The Places in Between was critically applauded, winning the Royal Society of Literature Ondaatje Prize, a Scottish Arts Council prize and the Spirit of Scotland Award in 2005. It was short-listed for The Guardian First Book Award and the John Llewlyn Rhys Prize. The New York Times named it one of the top-ten books of 2006, a distinction the newspaper rarely gives to travel books. It was a New York Times bestseller for thirteen weeks and has been translated into nine languages.

== Publication ==
The book was first published as a hardcover by Picador in the UK on 4 June 2004 (ISBN 0330486330). A second revised edition was published as a paperback in the UK on 1 April 2005 (ISBN 0330486349). On 8 May 2006, a further revised American paperback edition was published by Harvest Books (ISBN 0156031566).
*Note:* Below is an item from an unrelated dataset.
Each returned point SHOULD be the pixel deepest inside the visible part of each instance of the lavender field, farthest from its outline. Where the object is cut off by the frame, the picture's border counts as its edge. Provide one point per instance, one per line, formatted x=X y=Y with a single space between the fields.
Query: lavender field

An audio recording was made in 2006 narrated by Rory Stewart while he was in Kabul and published by Recorded Books (ISBN 1428116702), based on the Harvest Books edition.

== Adaptation ==
The Places in Between was dramatised by writer Benjamin Yeoh in a 45-minute radio play of the same name directed by Steven Canny, first broadcast on BBC Radio 4's Afternoon Play on 15 February 2007. The play was the radio pick of the day in both The Guardian and The Times.